Strona:Poezye Konstantego Piotrowskiego.djvu/108

Z Wikiźródeł, wolnej biblioteki
Ta strona została uwierzytelniona.

Gdzie twe oczy co w duszach płomienie nieciły?
Gdzie usmiech niewinności? gdzie młodość? gdzie siły?
Gdzie głos budzący tkliwość? gdzie twa ręka biała?

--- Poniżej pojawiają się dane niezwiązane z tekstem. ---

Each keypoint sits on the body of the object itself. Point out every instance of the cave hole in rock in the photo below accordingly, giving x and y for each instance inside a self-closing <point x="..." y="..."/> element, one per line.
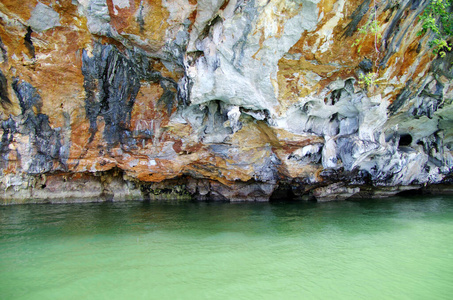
<point x="405" y="140"/>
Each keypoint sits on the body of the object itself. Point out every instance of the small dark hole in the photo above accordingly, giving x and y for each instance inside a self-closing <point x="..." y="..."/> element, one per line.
<point x="405" y="140"/>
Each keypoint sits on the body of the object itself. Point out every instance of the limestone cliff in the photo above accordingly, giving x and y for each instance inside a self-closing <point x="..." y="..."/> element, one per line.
<point x="220" y="99"/>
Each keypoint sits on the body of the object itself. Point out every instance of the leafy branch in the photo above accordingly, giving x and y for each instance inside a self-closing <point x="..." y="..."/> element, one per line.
<point x="438" y="19"/>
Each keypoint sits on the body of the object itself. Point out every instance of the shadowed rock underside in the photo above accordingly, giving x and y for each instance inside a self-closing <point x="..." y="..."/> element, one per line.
<point x="226" y="100"/>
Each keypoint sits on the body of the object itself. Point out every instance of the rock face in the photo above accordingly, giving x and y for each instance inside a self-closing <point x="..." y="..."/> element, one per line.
<point x="236" y="100"/>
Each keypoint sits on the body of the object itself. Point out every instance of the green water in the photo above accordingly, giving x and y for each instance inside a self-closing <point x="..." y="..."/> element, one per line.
<point x="399" y="248"/>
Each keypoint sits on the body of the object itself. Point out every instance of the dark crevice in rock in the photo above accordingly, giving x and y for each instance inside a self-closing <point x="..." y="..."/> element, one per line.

Co nędzarza karmiła i łzy ocierała?
Gdzie twe serce którego podwojone bicia,
Miały stanowić roskosz towarzysza życia?
Powiedz Ty! obeznana z śmierci tajemnicą,
Czy ma tu człek roskosze co serce nasycą.
Ten który od kolebki do grobu się mami,
Znikomej szczęśliwości błędnemi cieniami;
Co jeśli się ogromem Boga nie przeniknie,
Nie roskosz, lecz złudzenie błyśnie mu i zniknie.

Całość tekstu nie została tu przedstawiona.